By Rev. Donald L. Perryman, Ph.D.
The Truth Contributor
When nothing is said, a lot is being heard. – Toni Morrison
Toledo’s streets have gone radio silent. You can almost hear crickets chirping as even the barbershops are quiet — and that silence is saying something.
With a mayor’s race on the line, council seats up for grabs and tension brewing beneath the surface, the political energy in Toledo feels more like an open mic night with no audience than a hotly contested campaign season.
So far, though, Mayor Wade Kapszukiewicz is sitting in the front seat, one hand on the wheel, the other waving casually out the window. Rightfully so. Kapszukiewicz, having secured a voter-approved change to the city charter allowing him to pursue a third consecutive term, is “on a high” — riding the wave of economic development, ribbon cuttings and a general sense that he’s brought in some shiny new business.
Wayment now! (in my Bernie Mac voice). Weren’t many of those deals years in the making? Sure! But in politics, whoever cuts the ribbon gets the credit. And right now, Wade is the one holding the scissors.

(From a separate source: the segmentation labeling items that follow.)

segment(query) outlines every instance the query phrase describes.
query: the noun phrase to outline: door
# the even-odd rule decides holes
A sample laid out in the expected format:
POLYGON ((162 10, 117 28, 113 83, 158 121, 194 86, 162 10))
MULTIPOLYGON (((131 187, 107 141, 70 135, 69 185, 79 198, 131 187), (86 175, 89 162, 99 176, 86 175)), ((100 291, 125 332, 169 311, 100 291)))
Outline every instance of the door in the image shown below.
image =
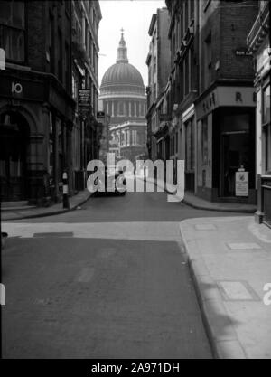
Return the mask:
POLYGON ((226 132, 221 138, 220 195, 235 196, 235 173, 241 165, 249 171, 249 133, 226 132))
POLYGON ((1 116, 1 200, 26 199, 26 147, 28 132, 24 118, 17 114, 1 116))

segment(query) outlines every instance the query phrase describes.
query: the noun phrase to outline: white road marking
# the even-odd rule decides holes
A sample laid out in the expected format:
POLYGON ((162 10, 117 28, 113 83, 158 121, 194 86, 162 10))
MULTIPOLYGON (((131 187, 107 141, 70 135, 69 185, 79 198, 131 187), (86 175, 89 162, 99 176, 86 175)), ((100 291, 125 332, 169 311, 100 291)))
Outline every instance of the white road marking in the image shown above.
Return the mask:
POLYGON ((262 249, 257 243, 255 242, 228 242, 228 246, 232 250, 262 249))
POLYGON ((80 270, 80 272, 79 272, 76 280, 79 283, 89 283, 89 281, 90 281, 91 278, 93 278, 94 272, 95 272, 95 269, 93 267, 90 267, 90 268, 89 267, 84 267, 80 270))
POLYGON ((217 227, 214 224, 197 224, 196 231, 215 231, 217 227))
POLYGON ((220 281, 219 286, 223 289, 229 300, 253 300, 254 298, 240 281, 220 281))
MULTIPOLYGON (((35 233, 72 232, 73 238, 135 240, 180 240, 179 222, 4 222, 10 237, 33 238, 35 233)), ((40 237, 39 237, 40 238, 40 237)))

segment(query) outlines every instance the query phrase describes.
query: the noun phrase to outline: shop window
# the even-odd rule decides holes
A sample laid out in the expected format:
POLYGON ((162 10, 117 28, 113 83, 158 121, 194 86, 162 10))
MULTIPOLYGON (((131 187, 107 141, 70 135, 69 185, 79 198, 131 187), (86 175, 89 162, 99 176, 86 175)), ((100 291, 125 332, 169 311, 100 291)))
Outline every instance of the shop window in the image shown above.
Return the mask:
POLYGON ((0 48, 7 60, 24 61, 24 3, 0 1, 0 48))
POLYGON ((270 84, 263 90, 263 124, 270 123, 270 84))
POLYGON ((266 127, 266 174, 271 175, 271 126, 266 127))
POLYGON ((201 121, 201 165, 208 164, 208 121, 207 118, 201 121))
POLYGON ((185 124, 185 169, 193 171, 195 167, 193 122, 185 124))
POLYGON ((211 70, 212 70, 212 59, 211 59, 211 33, 209 34, 205 40, 205 89, 211 83, 211 70))

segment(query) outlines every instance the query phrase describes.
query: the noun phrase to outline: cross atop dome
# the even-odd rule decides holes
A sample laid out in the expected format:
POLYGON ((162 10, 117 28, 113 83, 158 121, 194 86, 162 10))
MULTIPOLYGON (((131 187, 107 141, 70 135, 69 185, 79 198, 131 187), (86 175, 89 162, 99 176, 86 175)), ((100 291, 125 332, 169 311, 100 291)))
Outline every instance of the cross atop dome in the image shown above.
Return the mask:
POLYGON ((124 28, 122 27, 120 29, 121 32, 121 38, 119 41, 119 45, 118 45, 118 49, 117 49, 117 62, 129 62, 128 58, 127 58, 127 48, 126 48, 126 41, 124 39, 124 28))

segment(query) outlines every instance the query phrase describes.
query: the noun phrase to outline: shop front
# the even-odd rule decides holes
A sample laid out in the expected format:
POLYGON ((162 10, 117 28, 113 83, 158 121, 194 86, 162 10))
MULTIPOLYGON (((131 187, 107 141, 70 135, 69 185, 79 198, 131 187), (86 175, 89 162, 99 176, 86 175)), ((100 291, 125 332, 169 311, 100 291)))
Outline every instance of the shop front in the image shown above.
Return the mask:
POLYGON ((196 103, 198 196, 256 203, 254 99, 253 88, 219 86, 196 103))
POLYGON ((60 201, 71 176, 73 101, 50 75, 0 71, 1 201, 60 201))

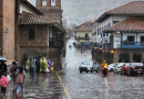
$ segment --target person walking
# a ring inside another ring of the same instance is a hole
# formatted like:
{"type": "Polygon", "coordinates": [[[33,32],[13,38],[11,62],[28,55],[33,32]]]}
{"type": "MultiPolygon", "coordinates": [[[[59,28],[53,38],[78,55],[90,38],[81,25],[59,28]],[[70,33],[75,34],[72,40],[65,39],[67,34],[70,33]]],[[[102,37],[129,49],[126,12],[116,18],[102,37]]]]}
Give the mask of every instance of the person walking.
{"type": "Polygon", "coordinates": [[[1,87],[1,96],[4,97],[6,92],[7,92],[7,85],[8,85],[8,78],[7,78],[7,74],[2,74],[1,78],[0,78],[0,87],[1,87]]]}
{"type": "Polygon", "coordinates": [[[33,77],[34,75],[34,68],[35,68],[35,62],[33,59],[30,61],[29,69],[30,69],[30,75],[33,77]]]}
{"type": "Polygon", "coordinates": [[[0,64],[0,74],[7,74],[7,65],[4,62],[1,62],[0,64]]]}
{"type": "Polygon", "coordinates": [[[82,54],[82,48],[81,48],[81,54],[82,54]]]}
{"type": "Polygon", "coordinates": [[[25,72],[29,70],[29,66],[30,66],[30,59],[28,58],[27,62],[25,62],[25,72]]]}
{"type": "Polygon", "coordinates": [[[17,69],[17,79],[16,79],[16,82],[17,82],[17,94],[16,94],[16,97],[18,98],[18,94],[20,91],[20,88],[21,88],[21,99],[23,99],[24,97],[24,78],[27,77],[25,75],[25,72],[23,70],[23,67],[20,66],[19,69],[17,69]]]}
{"type": "Polygon", "coordinates": [[[16,92],[16,88],[17,88],[17,85],[16,85],[16,72],[18,69],[18,66],[17,66],[17,63],[16,62],[12,62],[12,67],[10,68],[10,72],[11,72],[11,76],[12,76],[12,79],[13,79],[13,94],[16,92]]]}
{"type": "Polygon", "coordinates": [[[47,68],[48,68],[48,64],[45,58],[41,58],[40,61],[40,72],[43,73],[44,76],[47,76],[47,68]]]}
{"type": "Polygon", "coordinates": [[[39,57],[35,61],[35,66],[37,66],[37,75],[39,75],[39,73],[40,73],[40,59],[39,59],[39,57]]]}

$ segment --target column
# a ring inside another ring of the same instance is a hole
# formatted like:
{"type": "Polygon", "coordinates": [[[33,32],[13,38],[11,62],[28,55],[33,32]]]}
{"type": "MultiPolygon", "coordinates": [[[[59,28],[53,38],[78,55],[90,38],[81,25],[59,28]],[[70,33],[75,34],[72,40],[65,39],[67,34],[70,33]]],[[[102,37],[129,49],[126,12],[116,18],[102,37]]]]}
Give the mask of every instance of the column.
{"type": "Polygon", "coordinates": [[[51,7],[51,0],[47,0],[47,6],[51,7]]]}
{"type": "Polygon", "coordinates": [[[121,48],[123,46],[123,33],[121,32],[121,48]]]}
{"type": "Polygon", "coordinates": [[[136,33],[136,45],[137,45],[137,33],[136,33]]]}

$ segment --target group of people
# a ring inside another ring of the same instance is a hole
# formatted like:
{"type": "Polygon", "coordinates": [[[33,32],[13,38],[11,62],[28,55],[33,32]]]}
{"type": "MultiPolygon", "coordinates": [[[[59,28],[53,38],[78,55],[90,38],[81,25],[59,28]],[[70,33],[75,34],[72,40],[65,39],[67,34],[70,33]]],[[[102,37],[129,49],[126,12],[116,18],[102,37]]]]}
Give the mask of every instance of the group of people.
{"type": "Polygon", "coordinates": [[[53,62],[51,63],[49,58],[28,58],[25,64],[23,65],[23,68],[25,72],[30,72],[30,74],[33,76],[34,72],[37,72],[37,75],[39,73],[43,73],[44,75],[47,72],[53,70],[53,62]]]}

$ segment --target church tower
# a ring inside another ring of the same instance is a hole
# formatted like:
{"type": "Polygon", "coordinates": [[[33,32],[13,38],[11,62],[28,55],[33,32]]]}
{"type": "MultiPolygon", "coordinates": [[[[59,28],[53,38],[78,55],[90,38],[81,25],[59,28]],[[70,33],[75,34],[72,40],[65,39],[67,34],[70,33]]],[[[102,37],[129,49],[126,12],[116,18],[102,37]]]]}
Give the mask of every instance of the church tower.
{"type": "Polygon", "coordinates": [[[35,7],[44,16],[62,24],[61,0],[37,0],[35,7]]]}

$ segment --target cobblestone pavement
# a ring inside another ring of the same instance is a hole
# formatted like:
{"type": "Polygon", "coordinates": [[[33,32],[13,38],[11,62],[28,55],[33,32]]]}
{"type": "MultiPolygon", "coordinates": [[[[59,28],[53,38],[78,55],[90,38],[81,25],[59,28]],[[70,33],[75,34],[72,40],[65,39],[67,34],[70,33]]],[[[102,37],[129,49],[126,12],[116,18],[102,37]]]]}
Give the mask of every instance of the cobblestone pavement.
{"type": "MultiPolygon", "coordinates": [[[[144,79],[142,76],[124,76],[109,73],[103,77],[99,73],[79,72],[82,62],[92,61],[90,50],[81,51],[69,45],[74,40],[68,40],[66,66],[59,72],[59,77],[35,76],[25,79],[25,99],[144,99],[144,79]]],[[[14,99],[12,82],[8,86],[6,99],[14,99]]]]}

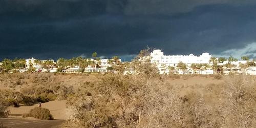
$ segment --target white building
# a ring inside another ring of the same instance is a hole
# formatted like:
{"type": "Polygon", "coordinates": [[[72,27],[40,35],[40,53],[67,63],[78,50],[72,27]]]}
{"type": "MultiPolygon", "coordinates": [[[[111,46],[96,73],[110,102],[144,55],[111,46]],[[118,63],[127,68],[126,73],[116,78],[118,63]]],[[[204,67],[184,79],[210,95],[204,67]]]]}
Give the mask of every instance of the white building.
{"type": "Polygon", "coordinates": [[[161,70],[166,69],[168,66],[176,67],[179,62],[182,62],[190,67],[192,63],[209,63],[211,55],[204,53],[200,56],[195,56],[193,54],[189,55],[164,55],[160,50],[155,50],[151,53],[151,63],[161,70]]]}
{"type": "Polygon", "coordinates": [[[35,58],[32,57],[31,58],[26,59],[26,69],[29,69],[29,63],[31,62],[33,65],[33,68],[37,68],[36,65],[35,63],[35,60],[36,60],[35,58]]]}

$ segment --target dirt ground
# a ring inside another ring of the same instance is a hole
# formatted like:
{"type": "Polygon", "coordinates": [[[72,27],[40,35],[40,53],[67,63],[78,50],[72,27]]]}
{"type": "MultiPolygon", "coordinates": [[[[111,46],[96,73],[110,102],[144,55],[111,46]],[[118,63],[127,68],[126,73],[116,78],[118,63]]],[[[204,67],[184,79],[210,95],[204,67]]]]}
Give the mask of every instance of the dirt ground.
{"type": "Polygon", "coordinates": [[[63,120],[43,120],[0,118],[0,122],[4,127],[60,127],[60,125],[64,121],[63,120]]]}
{"type": "MultiPolygon", "coordinates": [[[[66,100],[50,101],[48,102],[42,103],[41,107],[49,109],[54,119],[65,120],[67,119],[65,115],[66,103],[66,100]]],[[[21,106],[19,108],[9,106],[8,109],[11,112],[9,117],[20,117],[23,114],[29,113],[31,109],[36,106],[38,106],[38,104],[34,104],[32,106],[21,106]]]]}

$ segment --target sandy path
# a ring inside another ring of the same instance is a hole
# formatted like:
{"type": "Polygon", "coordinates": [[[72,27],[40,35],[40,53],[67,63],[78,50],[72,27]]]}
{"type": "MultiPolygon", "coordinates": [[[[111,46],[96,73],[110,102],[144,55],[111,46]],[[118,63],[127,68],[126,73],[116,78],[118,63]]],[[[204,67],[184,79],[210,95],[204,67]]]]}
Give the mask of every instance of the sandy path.
{"type": "MultiPolygon", "coordinates": [[[[65,120],[67,119],[65,111],[66,103],[66,100],[50,101],[42,103],[42,108],[49,109],[54,119],[65,120]]],[[[10,117],[18,117],[23,114],[29,113],[31,109],[37,106],[38,104],[34,104],[33,106],[21,106],[19,108],[9,106],[8,109],[11,112],[10,117]]]]}
{"type": "Polygon", "coordinates": [[[64,121],[63,120],[28,120],[0,118],[0,122],[3,123],[3,126],[7,127],[59,127],[59,125],[64,121]]]}

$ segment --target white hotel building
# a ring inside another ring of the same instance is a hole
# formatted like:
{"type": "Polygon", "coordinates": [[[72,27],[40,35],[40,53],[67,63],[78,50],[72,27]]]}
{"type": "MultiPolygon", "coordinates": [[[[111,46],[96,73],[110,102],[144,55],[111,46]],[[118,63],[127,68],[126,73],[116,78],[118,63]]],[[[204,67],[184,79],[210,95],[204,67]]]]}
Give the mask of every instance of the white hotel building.
{"type": "Polygon", "coordinates": [[[193,54],[189,55],[164,55],[163,52],[159,49],[154,50],[151,56],[151,63],[156,65],[160,74],[168,74],[167,67],[176,67],[179,62],[185,63],[189,67],[193,63],[208,64],[211,57],[211,55],[208,53],[203,53],[200,56],[195,56],[193,54]]]}

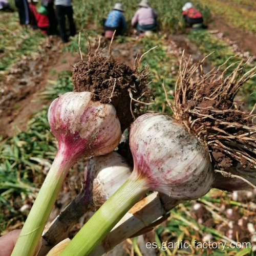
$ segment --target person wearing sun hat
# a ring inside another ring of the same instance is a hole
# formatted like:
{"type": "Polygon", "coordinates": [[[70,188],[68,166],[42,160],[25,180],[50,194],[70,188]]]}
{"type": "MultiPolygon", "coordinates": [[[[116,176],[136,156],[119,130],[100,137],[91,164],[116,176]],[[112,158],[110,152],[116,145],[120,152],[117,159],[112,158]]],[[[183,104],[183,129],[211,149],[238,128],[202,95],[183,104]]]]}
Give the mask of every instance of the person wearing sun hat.
{"type": "Polygon", "coordinates": [[[203,27],[203,16],[194,6],[192,3],[187,2],[182,7],[182,16],[189,27],[203,27]]]}
{"type": "Polygon", "coordinates": [[[156,12],[147,0],[142,0],[138,5],[140,8],[132,19],[132,25],[137,28],[139,34],[155,30],[157,18],[156,12]]]}
{"type": "Polygon", "coordinates": [[[127,30],[127,24],[123,15],[124,9],[122,4],[117,3],[109,13],[104,23],[105,37],[111,39],[116,30],[116,35],[123,35],[127,30]]]}

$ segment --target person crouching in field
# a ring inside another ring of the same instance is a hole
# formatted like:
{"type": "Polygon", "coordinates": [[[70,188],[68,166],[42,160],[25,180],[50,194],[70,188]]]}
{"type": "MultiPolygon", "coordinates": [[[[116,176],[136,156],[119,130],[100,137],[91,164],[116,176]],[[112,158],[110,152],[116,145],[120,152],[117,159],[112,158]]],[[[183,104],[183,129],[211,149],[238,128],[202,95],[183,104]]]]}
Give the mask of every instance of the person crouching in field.
{"type": "Polygon", "coordinates": [[[147,0],[142,0],[138,5],[140,8],[132,19],[132,26],[137,28],[139,34],[155,30],[157,28],[157,13],[150,7],[147,0]]]}
{"type": "Polygon", "coordinates": [[[73,8],[71,0],[55,0],[57,18],[59,26],[59,32],[63,42],[69,40],[69,36],[66,27],[66,16],[69,23],[70,35],[74,36],[76,34],[76,27],[73,18],[73,8]]]}
{"type": "Polygon", "coordinates": [[[46,34],[49,26],[47,15],[38,13],[36,10],[36,4],[38,0],[29,0],[29,10],[30,11],[30,24],[32,28],[39,28],[42,34],[46,34]]]}
{"type": "Polygon", "coordinates": [[[189,27],[196,28],[204,27],[203,16],[191,3],[186,3],[182,7],[182,16],[189,27]]]}
{"type": "Polygon", "coordinates": [[[111,39],[116,30],[116,35],[124,35],[127,30],[125,18],[123,14],[123,6],[119,3],[115,5],[104,23],[105,37],[111,39]]]}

Yet, he only pulled 54 percent in the primary. Nearly half of the city voted for someone else. So, that’s not a knockout — that’s merely a warning shot.
Enter Roberto Torres —the man who got escorted out of a city council meeting for trying to speak up on behalf of the people and who represents the underdog in this mayoral campaign. Was it the right time but in the wrong place? Maybe. But symbolically, that visual of being escorted from the meeting by security accomplished more for his insurgent campaign than a polished press release could. It portrayed Torres, of Mexican heritage who grew up in a migrant camp, as a man trying to be heard, getting shut down by the system he’s trying to challenge.
But I won’t romanticize the rebellion just yet. Torres still has a very steep climb. Political insiders whisper that his support is hovering around 30 percent — not nothing, but not nearly enough. His name recognition is low. His relationship with labor is “complicated” at best —and, at worst, irreconcilable. And while he’s got experience in economic development, it hasn’t quite translated into a compelling narrative — or a reason for any Wade-fatigued voters to reconsider.
Torres does have northeast Ohio backers who might drop checks into his campaign now that he’s cleared the primary — but if that cash doesn’t come soon, it could be lights out before November even gets close.
Still, don’t count this race out. Remember: nobody’s mad at Wade — except the ones who really are. Those are the voters who are not going to forget that he “bogarted” his way onto the ballot for a third term. If Torres can give them a reason to come back out, this race could get interesting.
And don’t sleep on Harold Harris either. Harris didn’t exactly “show out,” but he did show UP in the primary when he wasn’t expected to, as his supporters backed him when everyone else stayed home. That should rattle both Wade and Torres. Because if voter turnout shifts — it was low in the primary — all bets are off.
In any event, the quiet you hear? It’s not apathy. That’s potential energy.
Silence, according to psychologists, is never just the absence of noise — it’s a signal waiting to be interpreted. And in Toledo’s mayoral race, silence could mean several things: that it’s still early, that voters are watching and waiting. However, it could also be something more telling — that neither candidate has sparked enough enthusiasm to stir the public, or even that voters are just simply content. In addition, silence often serves to mask tension. So, here, it might be hiding disinterest, uncertainty, or a passive acceptance of the status quo.
Perhaps more than anything, though, the silence in this race isn’t about strategy, or fatigue, or quiet consent at all. Maybe it’s something even more profound — the kind of silence Simon and Garfunkel captured in their 1965 global hit song, The Sound of Silence. It was a “hush that held a generation’s anxiety” during the turbulent unrest of the 1960s. The kind that has crept in when voices stop connecting, when public life becomes more performance than purpose, and when truth is left to whisper from the margins.
For sure, the danger isn’t just in what’s said — it’s in what’s ignored. And that silence, too, has a sound. Even for this generation.